- Qarangi-ye Jangal Location within Iran
- Coordinates: 37°34′44″N 55°46′56″E﻿ / ﻿37.57889°N 55.78222°E
- Country: Iran
- Province: Golestan
- County: Kalaleh
- District: Pishkamar
- Rural District: Arab Dagh

Population (2016)
- • Total: 858
- Time zone: UTC+3:30 (IRST)

= Qarangi-ye Jangal =

Village in Golestan province, Iran

Qarangi-ye Jangal (قرنگي جنگل) (Note: Also romanized as Qarangī-ye Jangal; also known as Karak Jīnkal, Qarang Jangal, Qarānkī Jangal, Qarānkī-ye-Jangal, and Qarnag-e Jangal) is a village in Arab Dagh Rural District of Pishkamar District in Kalaleh County, Golestan province, Iran.

==Demographics==
===Population===
At the time of the 2006 National Census, the village's population was 814 in 147 households, when it was in Zavkuh Rural District of the Central District.

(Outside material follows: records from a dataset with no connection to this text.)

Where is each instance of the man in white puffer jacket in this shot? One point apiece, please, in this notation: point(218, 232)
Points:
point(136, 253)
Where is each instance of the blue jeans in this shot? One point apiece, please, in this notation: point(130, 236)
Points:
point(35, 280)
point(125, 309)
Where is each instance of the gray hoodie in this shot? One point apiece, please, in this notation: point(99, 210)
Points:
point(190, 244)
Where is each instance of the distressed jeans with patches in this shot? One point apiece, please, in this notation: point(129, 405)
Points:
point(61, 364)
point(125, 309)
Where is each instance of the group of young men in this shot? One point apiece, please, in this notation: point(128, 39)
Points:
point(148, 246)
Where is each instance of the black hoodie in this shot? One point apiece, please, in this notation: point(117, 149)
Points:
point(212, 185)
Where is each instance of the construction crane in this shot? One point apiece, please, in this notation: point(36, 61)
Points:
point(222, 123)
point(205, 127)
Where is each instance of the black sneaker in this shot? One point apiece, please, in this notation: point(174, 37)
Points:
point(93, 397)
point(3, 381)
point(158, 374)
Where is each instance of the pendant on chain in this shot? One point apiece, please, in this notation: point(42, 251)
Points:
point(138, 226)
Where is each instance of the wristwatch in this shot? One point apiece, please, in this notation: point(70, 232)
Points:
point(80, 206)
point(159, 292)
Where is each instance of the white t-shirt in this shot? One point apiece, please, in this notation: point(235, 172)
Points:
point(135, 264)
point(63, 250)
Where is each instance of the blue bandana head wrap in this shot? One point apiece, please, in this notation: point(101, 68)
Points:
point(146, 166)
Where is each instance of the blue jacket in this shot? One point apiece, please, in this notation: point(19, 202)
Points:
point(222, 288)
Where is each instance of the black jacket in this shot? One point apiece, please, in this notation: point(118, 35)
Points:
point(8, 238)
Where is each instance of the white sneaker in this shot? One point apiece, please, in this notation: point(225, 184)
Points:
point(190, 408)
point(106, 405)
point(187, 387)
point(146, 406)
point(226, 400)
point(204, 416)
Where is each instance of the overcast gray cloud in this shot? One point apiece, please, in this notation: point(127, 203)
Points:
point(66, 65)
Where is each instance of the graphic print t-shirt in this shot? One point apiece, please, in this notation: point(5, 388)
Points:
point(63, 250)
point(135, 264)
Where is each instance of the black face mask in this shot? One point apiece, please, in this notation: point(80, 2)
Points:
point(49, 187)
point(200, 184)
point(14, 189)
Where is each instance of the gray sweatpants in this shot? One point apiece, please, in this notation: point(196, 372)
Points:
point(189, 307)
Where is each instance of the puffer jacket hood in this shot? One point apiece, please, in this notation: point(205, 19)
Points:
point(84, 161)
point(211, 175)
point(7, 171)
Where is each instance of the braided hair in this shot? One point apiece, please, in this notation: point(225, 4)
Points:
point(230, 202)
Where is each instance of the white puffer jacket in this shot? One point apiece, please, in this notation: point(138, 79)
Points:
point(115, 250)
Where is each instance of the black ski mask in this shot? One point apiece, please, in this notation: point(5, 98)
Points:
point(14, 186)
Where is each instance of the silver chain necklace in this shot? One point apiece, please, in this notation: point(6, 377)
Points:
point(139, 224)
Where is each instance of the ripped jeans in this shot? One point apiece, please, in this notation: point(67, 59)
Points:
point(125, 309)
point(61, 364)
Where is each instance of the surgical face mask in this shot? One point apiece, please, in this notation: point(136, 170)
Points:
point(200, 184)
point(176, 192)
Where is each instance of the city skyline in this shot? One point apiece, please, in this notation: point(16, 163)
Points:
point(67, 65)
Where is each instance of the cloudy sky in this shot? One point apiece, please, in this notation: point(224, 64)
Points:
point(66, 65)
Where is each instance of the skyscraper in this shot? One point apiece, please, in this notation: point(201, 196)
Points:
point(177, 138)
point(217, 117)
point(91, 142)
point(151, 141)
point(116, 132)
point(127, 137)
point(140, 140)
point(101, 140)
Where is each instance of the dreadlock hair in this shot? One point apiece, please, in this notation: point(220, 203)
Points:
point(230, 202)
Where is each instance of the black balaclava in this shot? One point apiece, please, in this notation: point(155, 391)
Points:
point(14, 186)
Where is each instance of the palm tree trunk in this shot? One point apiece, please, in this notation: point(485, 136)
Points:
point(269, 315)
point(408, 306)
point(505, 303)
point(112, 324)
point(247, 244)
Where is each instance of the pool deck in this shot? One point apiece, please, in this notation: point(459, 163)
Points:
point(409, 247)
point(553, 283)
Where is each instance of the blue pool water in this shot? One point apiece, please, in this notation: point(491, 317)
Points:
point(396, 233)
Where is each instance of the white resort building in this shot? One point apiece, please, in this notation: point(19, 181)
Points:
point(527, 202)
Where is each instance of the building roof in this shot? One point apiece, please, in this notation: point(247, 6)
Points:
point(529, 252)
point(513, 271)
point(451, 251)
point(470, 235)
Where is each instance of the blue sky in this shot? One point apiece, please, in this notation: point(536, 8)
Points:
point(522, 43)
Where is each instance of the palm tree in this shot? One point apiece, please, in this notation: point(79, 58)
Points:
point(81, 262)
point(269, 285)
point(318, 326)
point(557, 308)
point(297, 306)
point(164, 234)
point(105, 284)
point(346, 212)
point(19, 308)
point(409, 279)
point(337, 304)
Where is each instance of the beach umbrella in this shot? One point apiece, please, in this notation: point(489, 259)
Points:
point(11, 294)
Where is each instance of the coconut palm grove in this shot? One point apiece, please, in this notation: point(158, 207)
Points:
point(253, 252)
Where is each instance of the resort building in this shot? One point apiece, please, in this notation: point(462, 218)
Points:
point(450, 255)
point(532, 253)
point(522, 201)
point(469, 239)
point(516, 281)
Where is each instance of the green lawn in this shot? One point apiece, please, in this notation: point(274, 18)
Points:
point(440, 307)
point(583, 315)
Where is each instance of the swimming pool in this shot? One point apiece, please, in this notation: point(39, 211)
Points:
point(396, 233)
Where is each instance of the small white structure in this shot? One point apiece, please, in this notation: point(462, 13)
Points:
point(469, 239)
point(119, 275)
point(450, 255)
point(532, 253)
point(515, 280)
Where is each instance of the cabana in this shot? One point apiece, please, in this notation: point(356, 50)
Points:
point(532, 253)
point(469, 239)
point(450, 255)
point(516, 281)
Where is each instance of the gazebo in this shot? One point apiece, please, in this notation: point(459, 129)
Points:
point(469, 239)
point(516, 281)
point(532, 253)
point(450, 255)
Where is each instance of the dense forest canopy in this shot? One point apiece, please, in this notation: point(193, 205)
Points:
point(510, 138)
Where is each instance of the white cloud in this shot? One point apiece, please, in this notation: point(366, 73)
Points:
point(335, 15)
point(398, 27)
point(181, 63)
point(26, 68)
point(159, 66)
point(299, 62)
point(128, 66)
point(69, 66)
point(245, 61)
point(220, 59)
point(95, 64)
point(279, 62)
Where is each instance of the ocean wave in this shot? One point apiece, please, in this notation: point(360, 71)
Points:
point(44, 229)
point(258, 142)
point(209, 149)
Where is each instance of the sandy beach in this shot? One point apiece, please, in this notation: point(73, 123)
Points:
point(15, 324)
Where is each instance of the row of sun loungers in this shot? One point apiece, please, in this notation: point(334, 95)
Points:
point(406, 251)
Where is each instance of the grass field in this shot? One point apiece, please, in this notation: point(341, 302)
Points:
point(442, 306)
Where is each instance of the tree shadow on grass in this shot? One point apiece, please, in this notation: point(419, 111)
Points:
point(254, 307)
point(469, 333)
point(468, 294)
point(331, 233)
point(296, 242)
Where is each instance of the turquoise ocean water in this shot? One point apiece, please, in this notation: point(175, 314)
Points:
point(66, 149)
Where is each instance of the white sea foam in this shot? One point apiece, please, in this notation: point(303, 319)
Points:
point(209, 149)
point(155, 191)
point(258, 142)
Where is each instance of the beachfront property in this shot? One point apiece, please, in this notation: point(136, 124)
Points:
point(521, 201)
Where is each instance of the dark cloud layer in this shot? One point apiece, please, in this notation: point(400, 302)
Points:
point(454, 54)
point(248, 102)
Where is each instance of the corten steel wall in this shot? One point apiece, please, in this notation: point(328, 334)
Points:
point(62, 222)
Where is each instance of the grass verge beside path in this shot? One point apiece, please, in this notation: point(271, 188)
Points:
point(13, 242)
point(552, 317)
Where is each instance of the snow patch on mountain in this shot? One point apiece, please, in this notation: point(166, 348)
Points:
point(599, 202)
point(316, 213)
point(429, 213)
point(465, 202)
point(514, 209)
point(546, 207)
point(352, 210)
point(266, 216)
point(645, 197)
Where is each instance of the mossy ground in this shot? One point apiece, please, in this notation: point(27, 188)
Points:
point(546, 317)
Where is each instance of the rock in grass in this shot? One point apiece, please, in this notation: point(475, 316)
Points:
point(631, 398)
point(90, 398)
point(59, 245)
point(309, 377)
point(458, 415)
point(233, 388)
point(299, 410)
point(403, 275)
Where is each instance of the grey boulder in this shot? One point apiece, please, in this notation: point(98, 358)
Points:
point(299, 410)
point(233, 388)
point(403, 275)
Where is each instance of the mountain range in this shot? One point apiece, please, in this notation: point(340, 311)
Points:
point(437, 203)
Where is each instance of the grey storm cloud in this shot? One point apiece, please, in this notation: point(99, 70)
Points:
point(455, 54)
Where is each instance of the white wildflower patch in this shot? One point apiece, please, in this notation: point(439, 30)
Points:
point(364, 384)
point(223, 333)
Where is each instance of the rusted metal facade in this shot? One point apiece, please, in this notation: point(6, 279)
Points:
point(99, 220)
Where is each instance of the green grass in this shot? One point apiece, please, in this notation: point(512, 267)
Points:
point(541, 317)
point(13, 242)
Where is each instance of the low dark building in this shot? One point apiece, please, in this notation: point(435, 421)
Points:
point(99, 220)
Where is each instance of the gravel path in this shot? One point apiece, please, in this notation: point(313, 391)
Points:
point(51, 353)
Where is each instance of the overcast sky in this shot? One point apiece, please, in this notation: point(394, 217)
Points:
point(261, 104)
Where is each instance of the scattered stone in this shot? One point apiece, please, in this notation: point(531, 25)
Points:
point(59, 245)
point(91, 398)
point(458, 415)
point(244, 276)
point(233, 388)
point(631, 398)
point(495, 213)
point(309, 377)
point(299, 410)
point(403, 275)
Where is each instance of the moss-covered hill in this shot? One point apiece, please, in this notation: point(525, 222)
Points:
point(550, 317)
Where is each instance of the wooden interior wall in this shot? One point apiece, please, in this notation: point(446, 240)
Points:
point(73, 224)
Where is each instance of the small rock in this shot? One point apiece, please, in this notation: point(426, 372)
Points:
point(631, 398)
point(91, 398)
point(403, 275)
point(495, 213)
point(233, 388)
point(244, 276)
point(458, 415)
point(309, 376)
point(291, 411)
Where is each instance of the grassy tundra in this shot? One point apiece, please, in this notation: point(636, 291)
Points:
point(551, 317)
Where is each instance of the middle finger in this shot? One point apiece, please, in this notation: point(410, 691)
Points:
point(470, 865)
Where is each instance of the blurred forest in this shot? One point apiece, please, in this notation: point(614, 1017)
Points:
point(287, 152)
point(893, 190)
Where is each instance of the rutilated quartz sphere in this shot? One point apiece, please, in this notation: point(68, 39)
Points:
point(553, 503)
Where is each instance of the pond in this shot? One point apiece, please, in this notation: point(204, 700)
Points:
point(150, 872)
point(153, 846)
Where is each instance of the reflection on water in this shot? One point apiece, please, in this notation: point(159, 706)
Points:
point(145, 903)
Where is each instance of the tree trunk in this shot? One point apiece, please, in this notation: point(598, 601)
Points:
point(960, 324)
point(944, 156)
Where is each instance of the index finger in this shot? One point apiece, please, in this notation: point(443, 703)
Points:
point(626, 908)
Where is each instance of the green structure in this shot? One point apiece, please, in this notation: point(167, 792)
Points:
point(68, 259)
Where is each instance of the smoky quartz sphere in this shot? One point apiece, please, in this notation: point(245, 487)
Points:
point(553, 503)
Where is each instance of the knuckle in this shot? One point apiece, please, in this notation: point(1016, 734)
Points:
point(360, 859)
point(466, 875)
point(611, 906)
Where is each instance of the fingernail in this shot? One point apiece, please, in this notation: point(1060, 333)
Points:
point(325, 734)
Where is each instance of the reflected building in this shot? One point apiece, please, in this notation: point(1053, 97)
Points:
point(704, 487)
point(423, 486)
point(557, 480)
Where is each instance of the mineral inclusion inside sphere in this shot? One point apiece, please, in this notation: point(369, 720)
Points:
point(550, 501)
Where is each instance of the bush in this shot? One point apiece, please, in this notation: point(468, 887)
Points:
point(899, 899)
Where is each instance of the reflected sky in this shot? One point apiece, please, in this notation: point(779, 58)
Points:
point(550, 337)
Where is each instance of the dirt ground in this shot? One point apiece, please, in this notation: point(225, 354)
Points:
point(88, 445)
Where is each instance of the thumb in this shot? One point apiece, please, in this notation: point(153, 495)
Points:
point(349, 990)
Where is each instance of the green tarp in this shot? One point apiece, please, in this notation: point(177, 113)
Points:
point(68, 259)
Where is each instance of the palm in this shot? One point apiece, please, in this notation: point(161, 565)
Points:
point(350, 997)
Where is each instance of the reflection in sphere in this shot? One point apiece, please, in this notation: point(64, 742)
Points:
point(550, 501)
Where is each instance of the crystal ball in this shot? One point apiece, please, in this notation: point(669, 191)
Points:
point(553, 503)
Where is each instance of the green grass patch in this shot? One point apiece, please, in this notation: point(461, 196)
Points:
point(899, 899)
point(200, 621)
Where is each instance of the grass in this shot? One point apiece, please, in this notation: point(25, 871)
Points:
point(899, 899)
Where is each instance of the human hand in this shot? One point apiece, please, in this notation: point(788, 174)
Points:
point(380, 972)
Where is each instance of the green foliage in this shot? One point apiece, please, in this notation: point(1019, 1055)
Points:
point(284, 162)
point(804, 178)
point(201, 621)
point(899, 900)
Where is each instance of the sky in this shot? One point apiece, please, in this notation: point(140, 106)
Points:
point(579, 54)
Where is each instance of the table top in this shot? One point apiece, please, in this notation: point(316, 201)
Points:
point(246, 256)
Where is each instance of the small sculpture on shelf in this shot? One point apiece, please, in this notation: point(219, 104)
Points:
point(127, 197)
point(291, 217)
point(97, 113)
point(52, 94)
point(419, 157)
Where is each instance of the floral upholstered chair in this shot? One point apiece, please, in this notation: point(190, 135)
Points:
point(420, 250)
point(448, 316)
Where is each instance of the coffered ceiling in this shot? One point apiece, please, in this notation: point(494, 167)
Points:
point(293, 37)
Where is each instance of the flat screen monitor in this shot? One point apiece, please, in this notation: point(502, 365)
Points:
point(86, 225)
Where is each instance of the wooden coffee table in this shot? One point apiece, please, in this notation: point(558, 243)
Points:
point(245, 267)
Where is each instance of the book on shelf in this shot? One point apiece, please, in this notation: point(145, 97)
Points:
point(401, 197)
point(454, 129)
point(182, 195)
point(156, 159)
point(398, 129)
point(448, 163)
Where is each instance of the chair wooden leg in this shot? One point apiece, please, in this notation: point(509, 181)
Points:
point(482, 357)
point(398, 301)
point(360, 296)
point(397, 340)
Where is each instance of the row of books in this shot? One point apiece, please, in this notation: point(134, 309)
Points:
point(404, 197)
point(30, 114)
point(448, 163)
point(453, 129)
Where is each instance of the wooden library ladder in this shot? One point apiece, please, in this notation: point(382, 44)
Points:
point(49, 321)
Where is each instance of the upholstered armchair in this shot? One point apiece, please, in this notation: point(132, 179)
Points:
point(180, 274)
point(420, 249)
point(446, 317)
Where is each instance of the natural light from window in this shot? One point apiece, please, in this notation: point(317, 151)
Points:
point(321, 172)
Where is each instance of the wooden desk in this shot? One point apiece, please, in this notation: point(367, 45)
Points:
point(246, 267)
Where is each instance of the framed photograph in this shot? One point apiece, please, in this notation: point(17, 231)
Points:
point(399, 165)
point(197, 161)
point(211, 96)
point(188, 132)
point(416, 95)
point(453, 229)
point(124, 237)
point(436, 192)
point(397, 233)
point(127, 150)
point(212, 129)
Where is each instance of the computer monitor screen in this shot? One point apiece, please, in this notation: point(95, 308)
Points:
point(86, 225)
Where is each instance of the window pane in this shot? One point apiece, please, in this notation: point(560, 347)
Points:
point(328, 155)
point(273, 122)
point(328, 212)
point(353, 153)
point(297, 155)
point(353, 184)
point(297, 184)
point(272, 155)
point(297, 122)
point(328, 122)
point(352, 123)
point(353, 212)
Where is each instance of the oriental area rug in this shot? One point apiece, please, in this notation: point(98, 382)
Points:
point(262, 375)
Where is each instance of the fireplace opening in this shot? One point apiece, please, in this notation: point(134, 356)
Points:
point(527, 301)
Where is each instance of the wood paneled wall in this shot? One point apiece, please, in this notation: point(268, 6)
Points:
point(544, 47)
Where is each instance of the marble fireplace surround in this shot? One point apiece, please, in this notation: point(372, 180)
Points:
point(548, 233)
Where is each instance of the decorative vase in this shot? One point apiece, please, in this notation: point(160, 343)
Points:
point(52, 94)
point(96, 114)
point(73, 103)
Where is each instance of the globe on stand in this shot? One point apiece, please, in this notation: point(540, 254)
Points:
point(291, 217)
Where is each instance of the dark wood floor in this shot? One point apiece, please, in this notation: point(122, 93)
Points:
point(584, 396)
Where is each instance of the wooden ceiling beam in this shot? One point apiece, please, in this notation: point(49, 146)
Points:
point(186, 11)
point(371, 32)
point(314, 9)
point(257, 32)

The following census in 2011 counted 857 people in 157 households, by which time the rural district had been separated from the district in the formation of Pishkamar District. Qarangi-ye Jangal was transferred to Arab Dagh Rural District created in the same district. The 2016 census measured the population of the village as 858 people in 232 households.